M. B… fait valoir qu’il réside en France depuis 2019, de façon habituelle, avec son épouse, titulaire d’un certificat de résidence algérien valable dix ans, et qu’il est inséré dans la société française. Toutefois, M. B…, qui s’est maintenu irrégulièrement sur le territoire français à l’expiration de la durée de validité du visa de court séjour délivré par les autorités belges, ne démontre pas résider habituellement avec sa conjointe sur le territoire français avant la date de leur mariage. La communauté de vie entre les époux était ainsi récente à la date de l’arrêté contesté. Par ailleurs, M. B… n’est pas dépourvu d’attaches familiales dans son pays d’origine, où résident ses parents, une sœur et des frères et où il a lui-même vécu jusqu’à l’âge de quarante ans. Enfin, il ne démontre aucune insertion professionnelle avant le 1er septembre 2023, soit postérieurement à la date de la décision litigieuse. Dans ces conditions et en dépit des attestations relatives à la participation bénévole de M. B… au sein d’un centre socio-culturel et de l’association Actions d’avenir, en refusant de lui délivrer un certificat de résidence et en lui faisant obligation de quitter le territoire français, le préfet du Val-d’Oise n’a pas porté une atteinte disproportionnée à son droit au respect de sa vie privée et familiale garanti par les stipulations de l’article 8 de la convention européenne de sauvegarde des droits de l’homme et des libertés fondamentales.
Il résulte de ce qui précède que la requête de M. B… est manifestement dépourvue de fondement et ne peut qu’être rejetée, selon la procédure prévue au dernier alinéa de l’article R. 222-1 du code de justice administrative, y compris ses conclusions à fin d’injonction et celles tendant à ce qu’il soit fait application des dispositions de l’article L. 761-1 du code de justice administrative.
ORDONNE :
Article 1er : La requête de M. B… est rejetée.
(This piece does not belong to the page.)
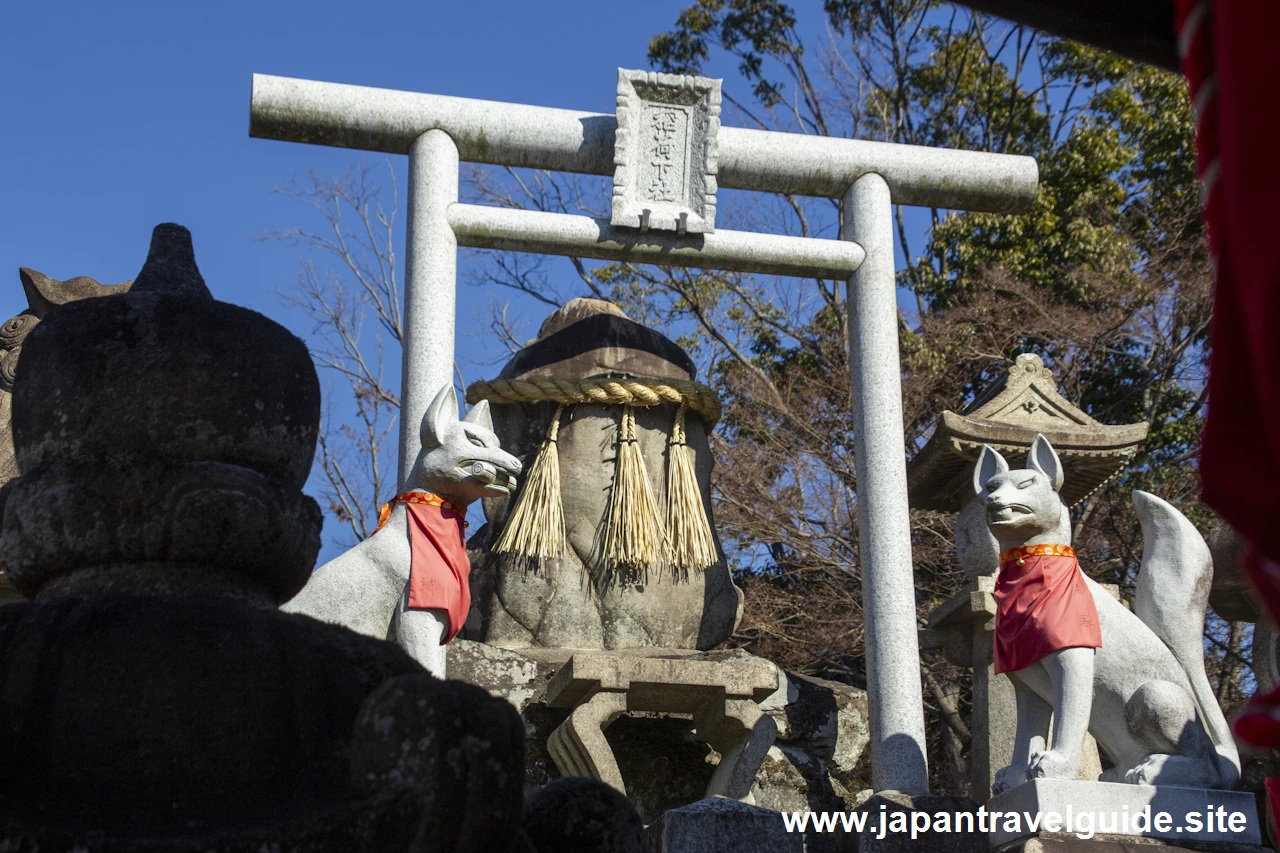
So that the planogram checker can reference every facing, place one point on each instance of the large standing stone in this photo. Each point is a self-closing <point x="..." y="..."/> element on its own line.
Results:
<point x="151" y="698"/>
<point x="576" y="601"/>
<point x="44" y="293"/>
Article 2 : La présente ordonnance sera notifiée à M. A… B… et au ministre de l’intérieur.
Fait à Versailles, le 5 mai 2026.
La présidente de la 1ère chambre,
F. Versol
La République mande et ordonne au ministre de l’intérieur en ce qui le concerne ou à tous commissaires de justice à ce requis en ce qui concerne les voies de droit commun, contre les parties privées, de pourvoir à l’exécution de la présente décision.